Монастырь, приют, научный центр под одной крышей – как?
Научные исследования в наших программах ведутся не монахинями, а российскими учёными, которые приезжают — студентами, аспирантами, просто интересующимися. И община, и я им в этом помогаем, но я всегда подчёркиваю, что знатоки – это они. Для детей из приюта тоже проводятся занятия, чтобы они через русских лучше узнали свою древнюю культуру.
Исследования культуры майя для Гватемалы — это самое значительное, что может быть, потому что это фундамент нашей истории. В Гватемале есть своя археологическая школа, но своей традиции изучения письменности майя нет.

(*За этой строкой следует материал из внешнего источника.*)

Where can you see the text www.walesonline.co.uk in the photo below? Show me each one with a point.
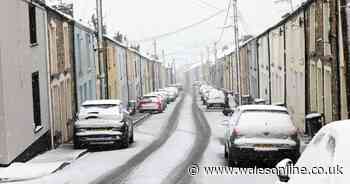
(196, 169)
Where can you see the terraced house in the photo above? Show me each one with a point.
(24, 101)
(85, 63)
(62, 80)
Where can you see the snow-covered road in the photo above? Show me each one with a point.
(214, 155)
(165, 146)
(97, 165)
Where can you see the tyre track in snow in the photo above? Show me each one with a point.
(120, 173)
(180, 175)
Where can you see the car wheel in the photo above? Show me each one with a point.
(295, 156)
(225, 152)
(126, 142)
(208, 106)
(77, 144)
(231, 161)
(132, 135)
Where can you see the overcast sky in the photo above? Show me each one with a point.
(141, 19)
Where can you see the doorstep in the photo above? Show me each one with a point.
(41, 165)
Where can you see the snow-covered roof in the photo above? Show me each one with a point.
(313, 115)
(262, 107)
(102, 102)
(69, 17)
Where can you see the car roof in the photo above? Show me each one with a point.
(102, 102)
(341, 128)
(262, 107)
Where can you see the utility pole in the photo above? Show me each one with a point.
(215, 64)
(211, 74)
(100, 49)
(235, 20)
(155, 49)
(174, 71)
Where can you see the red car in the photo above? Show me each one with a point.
(151, 103)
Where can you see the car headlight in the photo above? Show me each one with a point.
(81, 130)
(117, 129)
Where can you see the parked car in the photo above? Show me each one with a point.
(151, 102)
(260, 133)
(178, 86)
(215, 98)
(328, 151)
(204, 92)
(171, 95)
(103, 122)
(164, 95)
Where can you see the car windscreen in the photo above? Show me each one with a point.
(102, 106)
(149, 98)
(256, 117)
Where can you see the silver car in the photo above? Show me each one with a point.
(103, 122)
(260, 133)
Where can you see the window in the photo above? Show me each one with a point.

Наверное, так произошло, потому что индейская культура для нас – первая с точки зрения важности, но не с точки зрения престижа. 70 % населения – это либо индейцы, либо потомки индейцев, которые выглядят так же, как индейцы. И духовные вожди многих племён, когда узнали, что на озере Аматитлан есть монастырь, и русские исследователи, которые занимаются культурой майя, специально приехали, чтобы познакомиться с Галиной Гавриловной Ершовой. И сказали, что они сами сохраняют устную традицию, а мы помогаем им восстанавливать письменную традицию их народа.
(Профессор Галина Гавриловна Ершова – ученица советского этнографа Юрия Валентиновича Кнорозова, в своё время дешифровавшего иероглифы майя. Ею написан и издан на испанском «Учебник по письму майя», по которому сегодня и занимаются гватемальские студенты).
Сегодня майя пишут латиницей, традиция их письма была утеряна в начале XVI века, во времена европейского завоевания. Можете себе представить, как я себя чувствовала, когда познакомилась с русскими, которые в России изучают иероглифы майя. Это было поистине гениально!
Для наших жителей, коренных индейцев, восстановить свою письменность очень важно. Это поможет им лучше понять свою собственную культуру. Они знают язык, потому что на нём говорят, но понять свою древнюю культуру, обратиться к своим корням, конечно, очень важно для её сохранения и развития.
В конце, не переставая удивляться всем концам, которые сошлись воедино в этой истории, я всё-таки задаю вопрос:
– Матушка, а как же так получилось: ваш монастырь стоит в стране, где и православной иерархии-то нет, русские учат индейцев их культуре…
Мадре Инес, хитро улыбаясь, смотрит на меня, потом разводит руками и показывает пальцем в потолок:
– Вот. У нас монастырь Святой Троицы. Что я ещё могу сказать?